Merge pull request #10263 from chengduoZH/add_FLAGS_use_deterministic_algo

Add FLAGS_cudnn_algo_use_autotune

Merge pull request #10263 from chengduoZH/add_FLAGS_use_deterministic_algo
Add FLAGS_cudnn_algo_use_autotune
f61dfeed · chengduo · GitHub · 4434f8b4 · 07e46ccc · f61dfeed
3 changed file
--- a/paddle/fluid/framework/details/scale_loss_grad_op_handle.cc
+++ b/paddle/fluid/framework/details/scale_loss_grad_op_handle.cc
@@ -46,6 +46,7 @@ void ScaleLossGradOpHandle::RunImpl() {
              ->stream();
      memory::Copy(boost::get<platform::CUDAPlace>(place_), tmp,
                   platform::CPUPlace(), &coeff_, sizeof(float), stream);
+      VLOG(1) << place_ << "RUN Scale loss grad op";
    });
 #endif
  }

--- a/paddle/fluid/operators/conv_cudnn_op.cu.cc
+++ b/paddle/fluid/operators/conv_cudnn_op.cu.cc
@@ -20,6 +20,11 @@ limitations under the License. */
 #include "paddle/fluid/platform/cudnn_helper.h"
 #include "paddle/fluid/platform/float16.h"

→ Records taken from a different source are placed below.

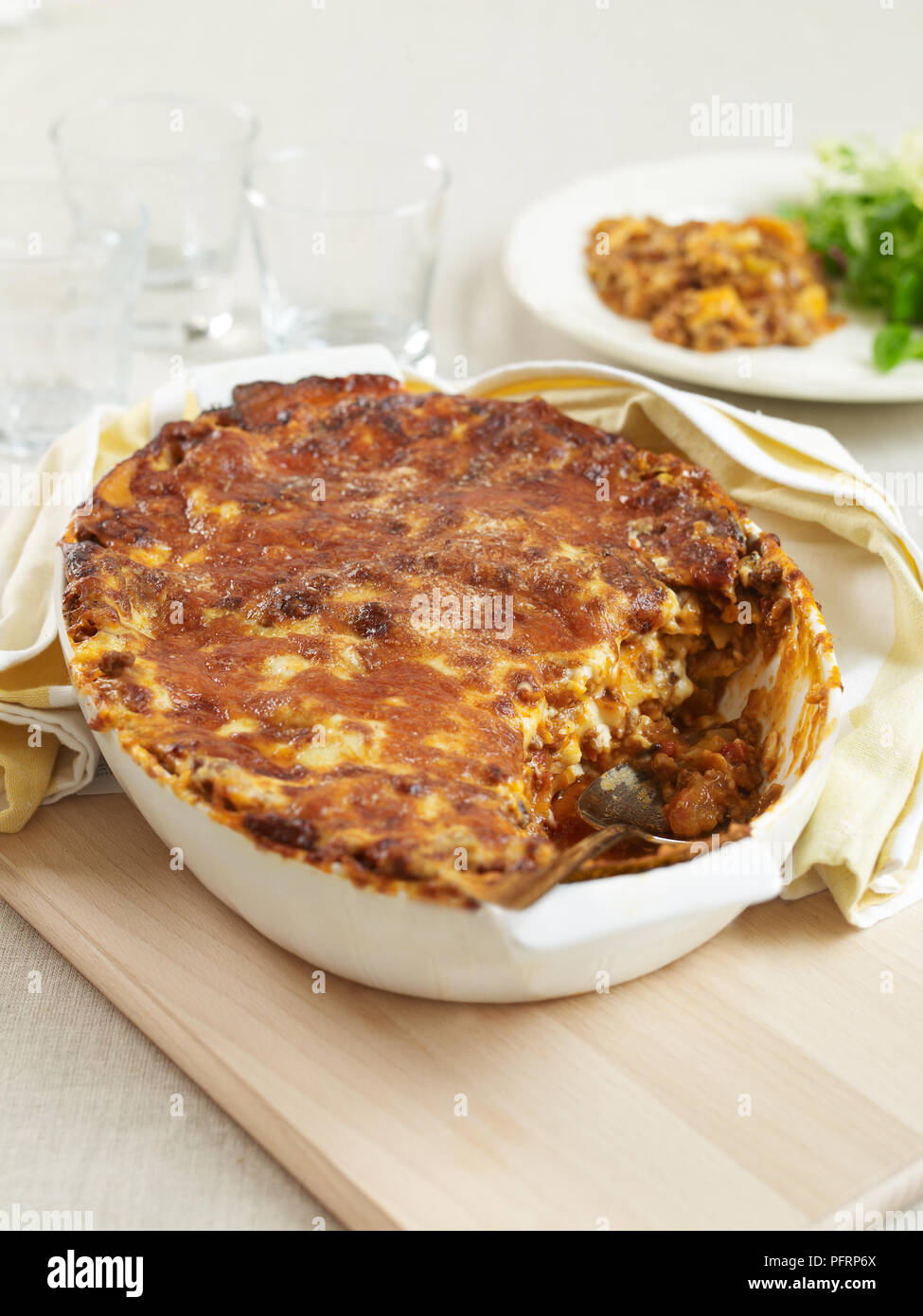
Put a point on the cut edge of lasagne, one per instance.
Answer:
(244, 601)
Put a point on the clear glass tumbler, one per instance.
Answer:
(186, 159)
(346, 239)
(69, 277)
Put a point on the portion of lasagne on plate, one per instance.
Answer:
(395, 633)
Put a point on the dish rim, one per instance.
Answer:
(760, 828)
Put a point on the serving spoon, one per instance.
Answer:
(623, 804)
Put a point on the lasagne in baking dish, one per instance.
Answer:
(395, 633)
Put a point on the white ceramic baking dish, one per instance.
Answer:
(579, 937)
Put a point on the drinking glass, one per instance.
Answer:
(346, 239)
(185, 158)
(69, 276)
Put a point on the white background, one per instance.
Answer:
(551, 90)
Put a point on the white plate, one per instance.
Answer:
(544, 266)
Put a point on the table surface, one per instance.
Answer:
(551, 90)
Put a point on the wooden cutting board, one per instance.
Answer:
(629, 1110)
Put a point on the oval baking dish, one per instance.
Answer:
(579, 937)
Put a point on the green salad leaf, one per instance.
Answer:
(866, 220)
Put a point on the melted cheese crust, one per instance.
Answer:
(383, 630)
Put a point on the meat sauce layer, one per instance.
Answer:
(356, 621)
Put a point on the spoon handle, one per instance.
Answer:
(538, 883)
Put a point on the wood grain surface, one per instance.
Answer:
(765, 1080)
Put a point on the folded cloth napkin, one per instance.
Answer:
(865, 840)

+DEFINE_bool(cudnn_algo_use_autotune, true,
+            "Whether allow using an autotuning algorithm for convolution "
+            "operator. The autotuning algorithm may be non-deterministic. If "
+            "false, the algorithm is deterministic.");
+
 namespace paddle {
 namespace operators {

@@ -267,17 +272,23 @@ class CUDNNConvGradOpKernel : public framework::OpKernel<T> {
    auto& dev_ctx = ctx.template device_context<platform::CUDADeviceContext>();
    auto handle = dev_ctx.cudnn_handle();
    if (input_grad) {
-      PADDLE_ENFORCE(
-          platform::dynload::cudnnGetConvolutionBackwardDataAlgorithm(
-              handle, cudnn_filter_desc,
-              // dyDesc: Handle to the previously initialized input differential
-              // tensor descriptor.
-              cudnn_output_grad_desc, cudnn_conv_desc,
-              // dxDesc: Handle to the previously initialized output tensor
-              // descriptor.
-              cudnn_input_desc,
-              CUDNN_CONVOLUTION_BWD_DATA_SPECIFY_WORKSPACE_LIMIT,
-              workspace_size_limit, &data_algo));
+      if (FLAGS_cudnn_algo_use_autotune) {
+        PADDLE_ENFORCE(
+            platform::dynload::cudnnGetConvolutionBackwardDataAlgorithm(
+                handle, cudnn_filter_desc,
+                // dyDesc: Handle to the previously initialized input
+                // differential
+                // tensor descriptor.
+                cudnn_output_grad_desc, cudnn_conv_desc,
+                // dxDesc: Handle to the previously initialized output tensor
+                // descriptor.
+                cudnn_input_desc,
+                CUDNN_CONVOLUTION_BWD_DATA_SPECIFY_WORKSPACE_LIMIT,
+                workspace_size_limit, &data_algo));
+      } else {
+        data_algo = CUDNN_CONVOLUTION_BWD_DATA_ALGO_1;
+      }
+
      PADDLE_ENFORCE(
          platform::dynload::cudnnGetConvolutionBackwardDataWorkspaceSize(
              handle, cudnn_filter_desc, cudnn_output_grad_desc,
@@ -286,12 +297,16 @@ class CUDNNConvGradOpKernel : public framework::OpKernel<T> {
    }

    if (filter_grad) {
-      PADDLE_ENFORCE(
-          platform::dynload::cudnnGetConvolutionBackwardFilterAlgorithm(
-              handle, cudnn_input_desc, cudnn_output_grad_desc, cudnn_conv_desc,
-              cudnn_filter_desc,
-              CUDNN_CONVOLUTION_BWD_FILTER_SPECIFY_WORKSPACE_LIMIT,
-              workspace_size_limit, &filter_algo));
+      if (FLAGS_cudnn_algo_use_autotune) {
+        PADDLE_ENFORCE(
+            platform::dynload::cudnnGetConvolutionBackwardFilterAlgorithm(
+                handle, cudnn_input_desc, cudnn_output_grad_desc,
+                cudnn_conv_desc, cudnn_filter_desc,
+                CUDNN_CONVOLUTION_BWD_FILTER_SPECIFY_WORKSPACE_LIMIT,
+                workspace_size_limit, &filter_algo));
+      } else {
+        filter_algo = CUDNN_CONVOLUTION_BWD_FILTER_ALGO_1;
+      }

      PADDLE_ENFORCE(
          platform::dynload::cudnnGetConvolutionBackwardFilterWorkspaceSize(

--- a/python/paddle/fluid/__init__.py
+++ b/python/paddle/fluid/__init__.py
@@ -111,7 +111,9 @@ def __bootstrap__():
        'eager_delete_scope'
    ]
    if core.is_compiled_with_cuda():
-        read_env_flags += ['fraction_of_gpu_memory_to_use']
+        read_env_flags += [
+            'fraction_of_gpu_memory_to_use', 'cudnn_algo_use_autotune'
+        ]
    core.init_gflags([sys.argv[0]] +
                     ["--tryfromenv=" + ",".join(read_env_flags)])
    core.init_glog(sys.argv[0])